The increased number of GOP candidates comes at a time when Democratic women candidates seem to be leveling off. This year 134 Democratic women ran for the House compared to 148 in 2008, and 19 Democratic women ran for the Senate this year compared to the record of 22 in 1992. Still, Democratic women far outpace their GOP counterparts: thus far this year 64 Democratic women have won their House primaries and seven have won their Senate primaries.

(On the gubernatorial front no records were to set for number of women candidates, though a record number could still win their primaries. Thus far seven women candidates have won their primaries — three Dems, four Republicans — 10 have lost their primaries and another nine are waiting to learn their fates. The record year for women gubernatorial candidates was 34 in 1994, out of which 10 competed in the general election.)

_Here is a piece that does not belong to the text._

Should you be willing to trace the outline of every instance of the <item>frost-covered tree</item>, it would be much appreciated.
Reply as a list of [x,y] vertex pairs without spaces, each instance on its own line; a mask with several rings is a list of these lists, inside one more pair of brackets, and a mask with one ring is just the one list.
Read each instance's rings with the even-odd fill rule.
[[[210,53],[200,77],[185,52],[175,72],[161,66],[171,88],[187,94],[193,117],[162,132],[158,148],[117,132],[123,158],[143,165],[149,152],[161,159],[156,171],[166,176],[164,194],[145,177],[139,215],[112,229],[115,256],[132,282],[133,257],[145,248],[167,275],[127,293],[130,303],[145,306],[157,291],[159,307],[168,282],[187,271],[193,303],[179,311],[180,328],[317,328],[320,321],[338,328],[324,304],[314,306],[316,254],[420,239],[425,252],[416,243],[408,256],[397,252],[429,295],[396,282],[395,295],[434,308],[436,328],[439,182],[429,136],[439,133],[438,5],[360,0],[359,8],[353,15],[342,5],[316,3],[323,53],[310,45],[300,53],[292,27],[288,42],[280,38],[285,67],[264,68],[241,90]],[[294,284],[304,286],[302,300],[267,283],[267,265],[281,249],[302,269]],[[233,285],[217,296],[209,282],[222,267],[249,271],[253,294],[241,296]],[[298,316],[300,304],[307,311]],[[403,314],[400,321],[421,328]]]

Democratic women complain the presence of more Republican women in the field hasn't raised the level of discourse. If anything, this year has been a bad one for women, topics wise, from Kentucky GOP Senate candidate Rand Paul's infamous aqua Buddha antics — where he allegedly absconded in college with a blindfolded female classmate, jokingly offered her pot and asked her to pray to the "aqua Buddha," to Nevada Republican Senate candidate Sharron Angle's erroneous assertion that abortions lead to breast cancer. Not to mention, Linda McMahon, a Republican running for Senate in Connecticut, whose past performances on her family's World Wrestling Entertainment show included slapping her daughter in the ring.

All of which has led Emily's List, a group that works to elect pro-choice women, to launch a campaign entitled "Sarah Doesn't Speak for Me" which will "provide real opportunities to fight back against the radical agenda of Sarah Palin and her endorsed candidates," according to the press release. Palin responded on twitter: "Who hijacked term:"feminist"? A cackle of rads who want 2 crucify other women w/whom they disagree on a singular issue [abortion]; it's ironic (& passé )."

Republicans are betting that the energy surrounding their candidates — even the ones that have failed — will help them make inroads with women voters, who since 1980 have voted in increasingly larger numbers than men. In 2008, 9.7 million more women voted than men. Traditionally, this bloc has swung Democratic voting for President Obama by 13 points and John Kerry by 3 points. But women voters are more divided than ever and Democrats have seen their historical advantage with the group chip away: 48% of women think the Democrats will lose Congress in November compared to 44% who this Dems will keep it, according to a recent CNN poll.